Ainsi que cela résulte des principes rappelés ci-dessus, les violences à l'origine de la mesure d'éloignement n'ont pas à être prouvées. Il suffit que l'on puisse présumer, sur la base de l'ensemble des circonstances, qu'elles ont eu lieu. La LVD est ainsi faite pour protéger la personne dont il paraît plausible qu'elle a été victime de telles violences, et constitue ainsi un cadre essentiellement préventif. Elle diffère sur ce point d'une procédure pénale, dont l'issue emporte des conséquences beaucoup plus sévères pour l'auteur, et qui est parallèlement soumise à des exigences de preuve plus strictes.

4.             En l'espèce, seule la prolongation de l'interdiction de contacter ou de s'approcher de Mme A______ a été requise, de sorte que seule cette question sera examinée. À cet effet, le tribunal prend acte que les parties sont toutes deux d'accord avec la prolongation de celle-ci et que cette prolongation apparaît adéquate et mesurée.
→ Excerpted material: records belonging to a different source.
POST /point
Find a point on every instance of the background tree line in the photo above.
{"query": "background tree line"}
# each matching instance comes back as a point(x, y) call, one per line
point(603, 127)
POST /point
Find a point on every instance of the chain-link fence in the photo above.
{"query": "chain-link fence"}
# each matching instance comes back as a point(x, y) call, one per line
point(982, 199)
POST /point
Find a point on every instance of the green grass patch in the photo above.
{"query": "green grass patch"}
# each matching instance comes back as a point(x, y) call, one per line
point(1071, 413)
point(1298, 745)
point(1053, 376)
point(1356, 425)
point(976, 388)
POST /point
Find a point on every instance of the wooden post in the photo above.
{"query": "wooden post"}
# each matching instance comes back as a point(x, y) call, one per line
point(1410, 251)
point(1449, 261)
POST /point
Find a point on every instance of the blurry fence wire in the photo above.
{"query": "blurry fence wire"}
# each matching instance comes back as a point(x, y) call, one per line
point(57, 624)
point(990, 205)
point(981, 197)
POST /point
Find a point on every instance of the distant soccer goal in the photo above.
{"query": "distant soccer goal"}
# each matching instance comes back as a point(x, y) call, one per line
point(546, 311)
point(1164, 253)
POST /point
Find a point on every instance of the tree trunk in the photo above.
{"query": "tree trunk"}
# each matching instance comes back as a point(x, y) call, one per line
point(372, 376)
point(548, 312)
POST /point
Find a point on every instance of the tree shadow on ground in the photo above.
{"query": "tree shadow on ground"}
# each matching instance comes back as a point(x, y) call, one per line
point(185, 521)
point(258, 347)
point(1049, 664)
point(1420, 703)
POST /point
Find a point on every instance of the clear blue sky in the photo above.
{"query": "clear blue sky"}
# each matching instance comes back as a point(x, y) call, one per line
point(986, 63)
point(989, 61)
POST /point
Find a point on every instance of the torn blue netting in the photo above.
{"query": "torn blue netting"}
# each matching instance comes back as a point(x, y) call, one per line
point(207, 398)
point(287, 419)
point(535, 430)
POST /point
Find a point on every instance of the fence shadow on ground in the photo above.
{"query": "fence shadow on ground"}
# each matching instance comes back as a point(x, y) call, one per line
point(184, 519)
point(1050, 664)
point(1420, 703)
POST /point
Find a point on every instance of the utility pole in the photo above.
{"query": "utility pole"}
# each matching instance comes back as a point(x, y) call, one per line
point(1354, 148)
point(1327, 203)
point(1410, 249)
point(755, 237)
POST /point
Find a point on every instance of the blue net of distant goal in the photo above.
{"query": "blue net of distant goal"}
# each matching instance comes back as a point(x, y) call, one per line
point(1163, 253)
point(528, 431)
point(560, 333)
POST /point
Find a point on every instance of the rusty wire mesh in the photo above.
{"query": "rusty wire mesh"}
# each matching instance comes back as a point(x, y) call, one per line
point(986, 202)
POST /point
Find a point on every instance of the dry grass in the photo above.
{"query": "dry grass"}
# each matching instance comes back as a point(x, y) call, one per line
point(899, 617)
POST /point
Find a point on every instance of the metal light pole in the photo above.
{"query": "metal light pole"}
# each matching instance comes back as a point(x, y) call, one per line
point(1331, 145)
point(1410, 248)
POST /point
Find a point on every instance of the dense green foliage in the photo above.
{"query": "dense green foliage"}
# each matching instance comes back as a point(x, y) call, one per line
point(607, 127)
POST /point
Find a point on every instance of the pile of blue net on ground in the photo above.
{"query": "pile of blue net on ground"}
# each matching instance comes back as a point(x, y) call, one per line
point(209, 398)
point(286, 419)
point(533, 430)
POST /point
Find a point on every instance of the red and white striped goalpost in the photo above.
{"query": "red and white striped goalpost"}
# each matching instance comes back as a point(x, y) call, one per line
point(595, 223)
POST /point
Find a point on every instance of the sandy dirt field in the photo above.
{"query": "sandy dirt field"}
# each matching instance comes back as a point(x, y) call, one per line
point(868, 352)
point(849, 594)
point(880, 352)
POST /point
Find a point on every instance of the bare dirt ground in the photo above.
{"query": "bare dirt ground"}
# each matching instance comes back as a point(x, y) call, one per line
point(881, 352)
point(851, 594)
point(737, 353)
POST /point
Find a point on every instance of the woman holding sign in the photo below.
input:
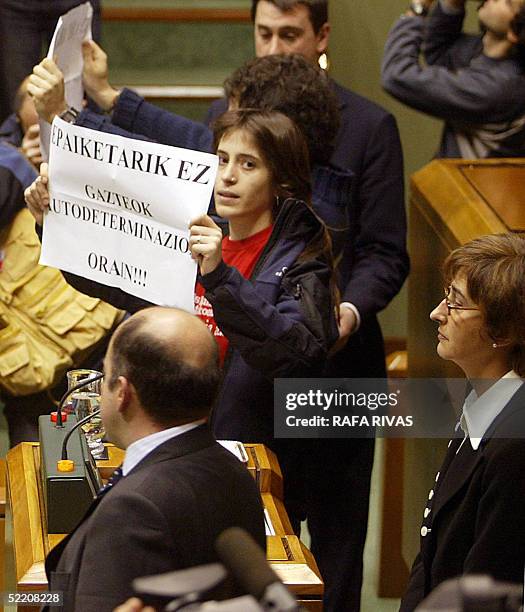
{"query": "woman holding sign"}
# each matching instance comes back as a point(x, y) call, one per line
point(266, 290)
point(472, 522)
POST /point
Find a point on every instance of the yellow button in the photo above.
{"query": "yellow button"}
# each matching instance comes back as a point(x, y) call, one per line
point(65, 465)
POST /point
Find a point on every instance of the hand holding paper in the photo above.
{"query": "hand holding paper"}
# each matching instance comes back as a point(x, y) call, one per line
point(31, 145)
point(37, 195)
point(206, 243)
point(95, 75)
point(46, 87)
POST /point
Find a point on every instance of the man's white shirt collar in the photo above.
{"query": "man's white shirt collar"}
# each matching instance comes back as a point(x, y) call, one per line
point(480, 412)
point(140, 448)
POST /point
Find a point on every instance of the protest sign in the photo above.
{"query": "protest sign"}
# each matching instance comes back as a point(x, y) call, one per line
point(66, 49)
point(120, 209)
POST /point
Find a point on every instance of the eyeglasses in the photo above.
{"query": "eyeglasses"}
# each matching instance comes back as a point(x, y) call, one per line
point(451, 305)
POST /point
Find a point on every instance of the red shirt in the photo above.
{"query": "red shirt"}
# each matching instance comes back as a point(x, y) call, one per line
point(243, 255)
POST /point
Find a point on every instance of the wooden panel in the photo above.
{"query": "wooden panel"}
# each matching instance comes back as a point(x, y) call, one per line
point(503, 186)
point(264, 467)
point(176, 15)
point(278, 516)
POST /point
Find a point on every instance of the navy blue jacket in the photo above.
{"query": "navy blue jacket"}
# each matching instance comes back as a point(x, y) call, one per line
point(16, 173)
point(368, 225)
point(473, 522)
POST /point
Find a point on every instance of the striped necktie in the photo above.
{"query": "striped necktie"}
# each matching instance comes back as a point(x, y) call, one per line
point(114, 478)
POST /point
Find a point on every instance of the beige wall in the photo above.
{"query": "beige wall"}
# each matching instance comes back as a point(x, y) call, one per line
point(359, 30)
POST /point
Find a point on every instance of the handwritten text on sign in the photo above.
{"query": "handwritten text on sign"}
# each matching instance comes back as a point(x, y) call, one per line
point(120, 209)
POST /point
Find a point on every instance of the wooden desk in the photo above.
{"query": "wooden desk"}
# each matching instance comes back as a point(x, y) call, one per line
point(27, 541)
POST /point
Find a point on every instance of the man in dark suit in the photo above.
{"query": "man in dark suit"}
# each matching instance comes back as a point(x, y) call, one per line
point(372, 266)
point(178, 489)
point(368, 227)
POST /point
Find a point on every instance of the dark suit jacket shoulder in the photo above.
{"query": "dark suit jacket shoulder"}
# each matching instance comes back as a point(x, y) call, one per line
point(474, 525)
point(164, 515)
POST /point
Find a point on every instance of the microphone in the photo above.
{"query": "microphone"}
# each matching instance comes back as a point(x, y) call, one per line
point(65, 397)
point(248, 565)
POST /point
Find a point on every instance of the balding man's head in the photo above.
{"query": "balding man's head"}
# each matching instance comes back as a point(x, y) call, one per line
point(171, 359)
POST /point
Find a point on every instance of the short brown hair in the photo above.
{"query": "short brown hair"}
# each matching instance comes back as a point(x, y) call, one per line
point(291, 85)
point(317, 10)
point(280, 143)
point(517, 25)
point(494, 269)
point(169, 389)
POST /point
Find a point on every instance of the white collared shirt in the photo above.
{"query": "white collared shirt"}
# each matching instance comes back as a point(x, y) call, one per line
point(140, 448)
point(479, 412)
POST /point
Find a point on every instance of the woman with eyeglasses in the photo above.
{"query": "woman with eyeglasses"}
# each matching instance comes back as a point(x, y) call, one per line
point(473, 521)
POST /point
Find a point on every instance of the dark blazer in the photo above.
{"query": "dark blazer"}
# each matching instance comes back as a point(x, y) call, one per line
point(164, 515)
point(476, 511)
point(373, 261)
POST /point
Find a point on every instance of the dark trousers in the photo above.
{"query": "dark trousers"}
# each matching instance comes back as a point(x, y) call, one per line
point(327, 482)
point(26, 26)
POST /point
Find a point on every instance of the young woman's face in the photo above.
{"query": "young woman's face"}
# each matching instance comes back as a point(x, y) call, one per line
point(244, 187)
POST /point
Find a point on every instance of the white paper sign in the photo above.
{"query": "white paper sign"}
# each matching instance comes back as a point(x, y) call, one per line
point(66, 48)
point(120, 209)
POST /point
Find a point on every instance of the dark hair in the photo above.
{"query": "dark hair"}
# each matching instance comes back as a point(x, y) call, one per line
point(494, 269)
point(20, 95)
point(169, 390)
point(283, 148)
point(317, 10)
point(292, 86)
point(280, 144)
point(517, 25)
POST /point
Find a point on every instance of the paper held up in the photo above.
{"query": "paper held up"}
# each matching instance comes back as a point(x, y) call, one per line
point(120, 209)
point(66, 48)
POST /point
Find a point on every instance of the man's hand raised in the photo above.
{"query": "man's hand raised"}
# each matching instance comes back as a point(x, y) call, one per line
point(46, 87)
point(95, 76)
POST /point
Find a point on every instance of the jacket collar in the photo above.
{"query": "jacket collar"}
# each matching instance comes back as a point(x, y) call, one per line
point(467, 460)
En effet, il existe un risque de récidive concret au vu des événements récents s'étant déroulés le 23 mars 2025, du certificat médical produit, des déclarations des parties et de la situation conflictuelle entre eux qui résulte d'une accumulation de disputes sur plusieurs années.

5.             Par conséquent, la demande de prolongation sera admise et la mesure d'éloignement prolongée pour une durée de trente jours.

6.             Il ne sera pas perçu d'émolument (art. 87 al. 1 LPA).

7.             Un éventuel recours déposé contre le présent jugement n'aura pas d'effet suspensif (cf. rapport du 1er juin 2010 de la Commission judiciaire et de la police du Grand Conseil chargée d'étudier le projet de loi 10582-A du Conseil d'État modifiant la LVD, in MGC 2009-2010/IX A, D. Examen de détail, ad art. 11 al. 1 LVD).


 

PAR CES MOTIFS

LE TRIBUNAL ADMINISTRATIF

DE PREMIÈRE INSTANCE

1.             déclare recevable la demande formée par Madame A______ le 28 mars 2025 tendant à la prolongation de l'interdiction de la contacter ou de s'approcher d'elle, prononcée par le commissaire de police le 24 mars 2025, à l’encontre de Monsieur B______ ;

2.             l'admet ;

3.             prolonge l'interdiction de contacter ou de s'approcher de Madame A______, prise à l'égard de Monsieur B______, pour une durée de trente jours, soit jusqu'au 3 mai 2025 à 17h00, sous la menace de la peine prévue à l'art. 292 CP, dont la teneur figure dans les considérants ;

4.             dit qu'il n'est pas perçu d'émolument (art. 87 al. 1 LPA) ;

5.             dit que, conformément aux art. 132 LOJ, 62 al. 1 let. a et 65 LPA, le présent jugement est susceptible de faire l'objet d'un recours auprès de la chambre administrative de la Cour de justice (10 rue de Saint-Léger, case postale 1956, 1211 Genève 1) dans les 30 jours à compter de sa notification. L'acte de recours doit être dûment motivé et contenir, sous peine d'irrecevabilité, la désignation du jugement attaqué et les conclusions du recourant. Il doit être accompagné du présent jugement et des autres pièces dont dispose le recourant ;

6.             dit qu'un éventuel recours contre le présent jugement n'aura pas d'effet suspensif.

Au nom du Tribunal :

La présidente

Gwénaëlle GATTONI

 

Copie conforme de ce jugement est communiquée aux parties, ainsi qu’au commissaire de police pour information.